La convivenza per il nostro Paese è pressoché accettata. La Chiesa è molto più intransigente con gli sposi rispetto ai religiosi. L’intransigenza rispetto agli errori possibili porta a preferire la convivenza. Inoltre dall’altra parte c’è la mancanza completa dell’accompagnamento.
Come un genitore che pretende molto da un figlio e non gli dà gli strumenti.
L’indissolubilità è solo per chi crede, non legata al matrimonio civile, è un’altra cosa la nascita di un figlio è un segno incancellabile, l’amore degli sposi cristiani è segno dell’amore di Cristo per la Chiesa.
C’è un accompagnamento prima del matrimonio e niente dopo, nelle varie fasi di cambiamento delle persone e della coppia quando nascono i figli in cui si diventa un’altra persona e della coppia. In questi passaggi non c’è il sostegno di accompagnamento e di aiuto anche nel confronto di esperienza tra coppie diverse.
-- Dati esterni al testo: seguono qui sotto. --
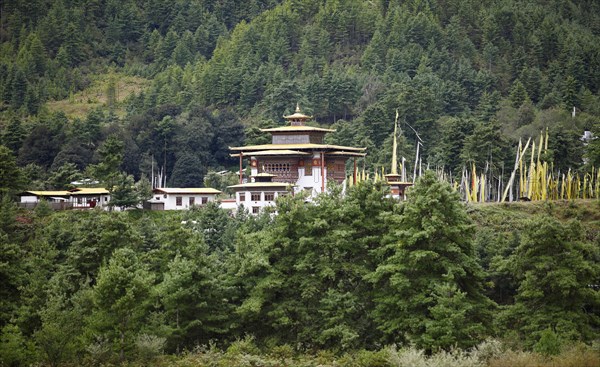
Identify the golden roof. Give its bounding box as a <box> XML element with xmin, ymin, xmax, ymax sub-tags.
<box><xmin>69</xmin><ymin>187</ymin><xmax>108</xmax><ymax>195</ymax></box>
<box><xmin>20</xmin><ymin>190</ymin><xmax>71</xmax><ymax>196</ymax></box>
<box><xmin>283</xmin><ymin>103</ymin><xmax>312</xmax><ymax>120</ymax></box>
<box><xmin>227</xmin><ymin>182</ymin><xmax>293</xmax><ymax>189</ymax></box>
<box><xmin>326</xmin><ymin>151</ymin><xmax>367</xmax><ymax>157</ymax></box>
<box><xmin>252</xmin><ymin>172</ymin><xmax>277</xmax><ymax>177</ymax></box>
<box><xmin>152</xmin><ymin>187</ymin><xmax>221</xmax><ymax>195</ymax></box>
<box><xmin>230</xmin><ymin>149</ymin><xmax>310</xmax><ymax>157</ymax></box>
<box><xmin>229</xmin><ymin>143</ymin><xmax>367</xmax><ymax>151</ymax></box>
<box><xmin>260</xmin><ymin>126</ymin><xmax>335</xmax><ymax>133</ymax></box>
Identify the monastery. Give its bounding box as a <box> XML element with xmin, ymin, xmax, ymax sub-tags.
<box><xmin>229</xmin><ymin>105</ymin><xmax>366</xmax><ymax>214</ymax></box>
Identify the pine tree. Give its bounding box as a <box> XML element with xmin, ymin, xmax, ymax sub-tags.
<box><xmin>87</xmin><ymin>248</ymin><xmax>154</xmax><ymax>361</ymax></box>
<box><xmin>503</xmin><ymin>215</ymin><xmax>600</xmax><ymax>346</ymax></box>
<box><xmin>509</xmin><ymin>79</ymin><xmax>529</xmax><ymax>108</ymax></box>
<box><xmin>368</xmin><ymin>172</ymin><xmax>493</xmax><ymax>350</ymax></box>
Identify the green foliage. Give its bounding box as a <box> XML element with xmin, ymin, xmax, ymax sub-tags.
<box><xmin>0</xmin><ymin>324</ymin><xmax>35</xmax><ymax>366</ymax></box>
<box><xmin>0</xmin><ymin>145</ymin><xmax>24</xmax><ymax>197</ymax></box>
<box><xmin>506</xmin><ymin>216</ymin><xmax>599</xmax><ymax>348</ymax></box>
<box><xmin>87</xmin><ymin>248</ymin><xmax>153</xmax><ymax>360</ymax></box>
<box><xmin>368</xmin><ymin>172</ymin><xmax>493</xmax><ymax>350</ymax></box>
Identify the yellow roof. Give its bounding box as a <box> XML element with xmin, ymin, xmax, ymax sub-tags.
<box><xmin>20</xmin><ymin>191</ymin><xmax>71</xmax><ymax>196</ymax></box>
<box><xmin>69</xmin><ymin>187</ymin><xmax>108</xmax><ymax>195</ymax></box>
<box><xmin>229</xmin><ymin>143</ymin><xmax>367</xmax><ymax>151</ymax></box>
<box><xmin>153</xmin><ymin>187</ymin><xmax>221</xmax><ymax>195</ymax></box>
<box><xmin>283</xmin><ymin>110</ymin><xmax>312</xmax><ymax>120</ymax></box>
<box><xmin>230</xmin><ymin>149</ymin><xmax>310</xmax><ymax>157</ymax></box>
<box><xmin>326</xmin><ymin>151</ymin><xmax>367</xmax><ymax>157</ymax></box>
<box><xmin>227</xmin><ymin>182</ymin><xmax>293</xmax><ymax>189</ymax></box>
<box><xmin>260</xmin><ymin>126</ymin><xmax>335</xmax><ymax>133</ymax></box>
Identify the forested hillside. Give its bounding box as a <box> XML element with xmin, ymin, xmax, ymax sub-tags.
<box><xmin>0</xmin><ymin>0</ymin><xmax>600</xmax><ymax>188</ymax></box>
<box><xmin>0</xmin><ymin>0</ymin><xmax>600</xmax><ymax>367</ymax></box>
<box><xmin>0</xmin><ymin>177</ymin><xmax>600</xmax><ymax>367</ymax></box>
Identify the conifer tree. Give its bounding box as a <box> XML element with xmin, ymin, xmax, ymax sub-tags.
<box><xmin>503</xmin><ymin>215</ymin><xmax>600</xmax><ymax>346</ymax></box>
<box><xmin>368</xmin><ymin>172</ymin><xmax>494</xmax><ymax>351</ymax></box>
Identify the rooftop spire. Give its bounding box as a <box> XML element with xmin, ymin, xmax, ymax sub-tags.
<box><xmin>391</xmin><ymin>109</ymin><xmax>398</xmax><ymax>175</ymax></box>
<box><xmin>283</xmin><ymin>103</ymin><xmax>312</xmax><ymax>126</ymax></box>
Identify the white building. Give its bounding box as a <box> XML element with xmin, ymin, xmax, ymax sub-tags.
<box><xmin>69</xmin><ymin>187</ymin><xmax>110</xmax><ymax>209</ymax></box>
<box><xmin>229</xmin><ymin>173</ymin><xmax>293</xmax><ymax>214</ymax></box>
<box><xmin>149</xmin><ymin>187</ymin><xmax>221</xmax><ymax>210</ymax></box>
<box><xmin>229</xmin><ymin>106</ymin><xmax>366</xmax><ymax>196</ymax></box>
<box><xmin>19</xmin><ymin>187</ymin><xmax>110</xmax><ymax>210</ymax></box>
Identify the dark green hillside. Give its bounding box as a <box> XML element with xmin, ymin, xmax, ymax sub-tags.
<box><xmin>0</xmin><ymin>178</ymin><xmax>600</xmax><ymax>366</ymax></box>
<box><xmin>0</xmin><ymin>0</ymin><xmax>600</xmax><ymax>188</ymax></box>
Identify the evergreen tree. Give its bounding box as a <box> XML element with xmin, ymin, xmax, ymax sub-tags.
<box><xmin>509</xmin><ymin>79</ymin><xmax>529</xmax><ymax>108</ymax></box>
<box><xmin>504</xmin><ymin>215</ymin><xmax>600</xmax><ymax>346</ymax></box>
<box><xmin>368</xmin><ymin>172</ymin><xmax>493</xmax><ymax>350</ymax></box>
<box><xmin>0</xmin><ymin>145</ymin><xmax>25</xmax><ymax>196</ymax></box>
<box><xmin>87</xmin><ymin>248</ymin><xmax>154</xmax><ymax>361</ymax></box>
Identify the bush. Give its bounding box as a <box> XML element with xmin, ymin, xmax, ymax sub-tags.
<box><xmin>533</xmin><ymin>328</ymin><xmax>561</xmax><ymax>357</ymax></box>
<box><xmin>388</xmin><ymin>347</ymin><xmax>485</xmax><ymax>367</ymax></box>
<box><xmin>135</xmin><ymin>334</ymin><xmax>167</xmax><ymax>361</ymax></box>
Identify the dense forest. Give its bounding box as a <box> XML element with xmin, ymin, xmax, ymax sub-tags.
<box><xmin>0</xmin><ymin>177</ymin><xmax>600</xmax><ymax>367</ymax></box>
<box><xmin>0</xmin><ymin>0</ymin><xmax>600</xmax><ymax>366</ymax></box>
<box><xmin>0</xmin><ymin>0</ymin><xmax>600</xmax><ymax>189</ymax></box>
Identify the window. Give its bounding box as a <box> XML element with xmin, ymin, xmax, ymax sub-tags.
<box><xmin>304</xmin><ymin>159</ymin><xmax>312</xmax><ymax>176</ymax></box>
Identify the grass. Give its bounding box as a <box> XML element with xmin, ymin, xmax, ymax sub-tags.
<box><xmin>46</xmin><ymin>73</ymin><xmax>150</xmax><ymax>118</ymax></box>
<box><xmin>118</xmin><ymin>338</ymin><xmax>600</xmax><ymax>367</ymax></box>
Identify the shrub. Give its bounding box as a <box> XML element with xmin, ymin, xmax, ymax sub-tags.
<box><xmin>135</xmin><ymin>334</ymin><xmax>167</xmax><ymax>361</ymax></box>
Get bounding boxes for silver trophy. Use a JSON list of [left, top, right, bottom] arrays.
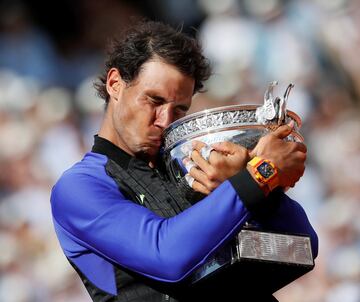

Questo momento delle convivenze si accompagna anche ad una presa in considerazione più seria del sacramento del matrimonio. Forse il sacramento potrebbe essere preso in considerazione in maniera più profonda, quando di fronte alle convivenze emerge l’irrilevanza del sacramento o il sacramento non riesce a mostrare quello che significa nel suo profondo, mi pongo il problema quanto noi siamo riusciti a comunicare quanto il sacramento ha o può avere. Quanto i sacramenti sono in grado di comunicare l’orizzonte della speranza che custodiscono.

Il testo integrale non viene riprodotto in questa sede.